As shown & explained in Relationship of side lengths and angles of a triangle, plus as mentioned in the comment about Euclid's I.18, the angle opposite the greater side length is greater. Thus, with $$\triangle QSR$$, since $$SR \gt QR$$, you have

$$\angle SQR \gt \angle QSR \implies a - d \gt f \tag{1}\label{eq1A}$$

Next, with $$\triangle QSP$$, since $$SP \gt PQ$$, you have

$$\angle SQP \gt \angle QSP \implies d \gt a - f \implies - a + d \gt -f \implies a - d \lt f \tag{2}\label{eq2A}$$

However, this contradicts \eqref{eq1A} (also, adding $$a - d \gt f$$ to $$d \gt a - f$$ gives $$a \gt a$$ for another way to see this doesn't work). This means the stated conditions of the relationships of the side lengths, i.e., $$PQ \lt QR \lt RS \lt SP$$, cannot be correct. Note, also, this proof doesn't even need, or use, that $$\angle QRS = a$$ or $$RS \gt SP$$.

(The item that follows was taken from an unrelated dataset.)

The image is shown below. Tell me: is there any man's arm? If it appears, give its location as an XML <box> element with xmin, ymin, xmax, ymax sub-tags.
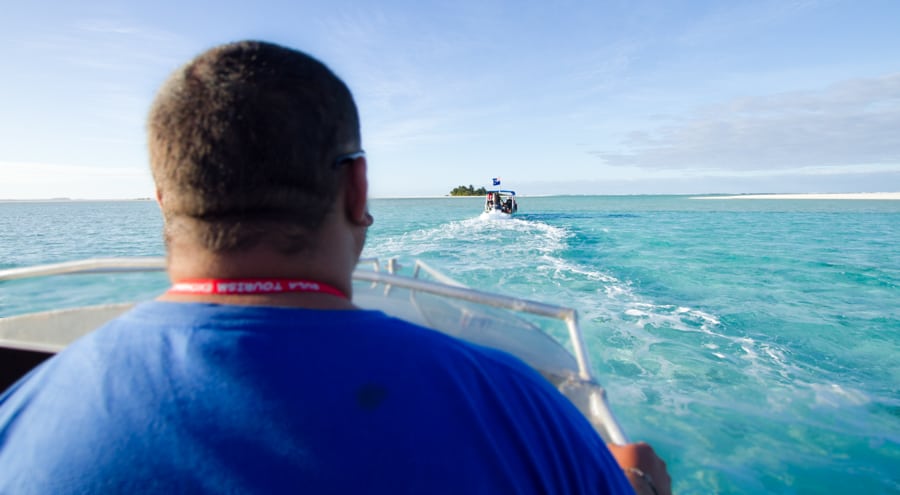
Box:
<box><xmin>607</xmin><ymin>442</ymin><xmax>672</xmax><ymax>495</ymax></box>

• Here you are using Euclid's I.18? "In any triangle the angle opposite the greater side is greater." – Zubin Mukerjee Dec 7 '19 at 6:11
• @ZubinMukerjee You are correct. I just provided a link to a Web page which also explains this, and will add your link as well. – John Omielan Dec 7 '19 at 6:13
• Is there a typo on $(1)$? Both read $\angle QSR$ .. maybe should be this? $$\angle SQR > \angle QSR$$ – Zubin Mukerjee Dec 7 '19 at 6:21
• OK, looks good now. Because this only uses Euclid's I.18, and you never used the parallel postulate, I think you have proved that such a quadrilateral cannot exist in Euclidean geometry, nor in hyperbolic geometry ... very nice, +1 :) – Zubin Mukerjee Dec 7 '19 at 6:28
• @ZubinMukerjee Thanks for the compliment. To help make it easier to visualize, I've just added a rough diagram. Note I was only interested in proving this for Euclidean geometry, so if it also works in hyperbolic geometry, that is a definite bonus. – John Omielan Dec 7 '19 at 6:37

Using an aspect of the Inscribed Angle Theorem that tells us $$Q$$ and $$S$$ must lie on congruent circular arcs with common chord $$\overline{PR}$$, we have this diagrammatic proof:

Like @JohnOmielan's proof, this one doesn't use any information about $$\angle R$$. Unlike @John's proof, this one is only valid in Euclidean geometry (where IAT holds). It's worth noting that both proofs are valid even for self-intersecting $$\square PQRS$$ with $$Q$$ and $$S$$ on the same side of $$\overline{PR}$$.

Regarding a hyperbolic counterpart: The locus of a point that makes a constant angle with two other points is a simple curve. According to this answer on MathOverflow, the locus in the Klein model is actually a circle. So, embedding my diagram in the Klein disk with $$M$$ at the origin almost works. One would still need to show that smaller arcs (in the model) correspond to smaller lengths (in the geometry); presumably, the argument would effectively duplicate @John's logic, so this diagrammatic approach merely adds unnecessary complication.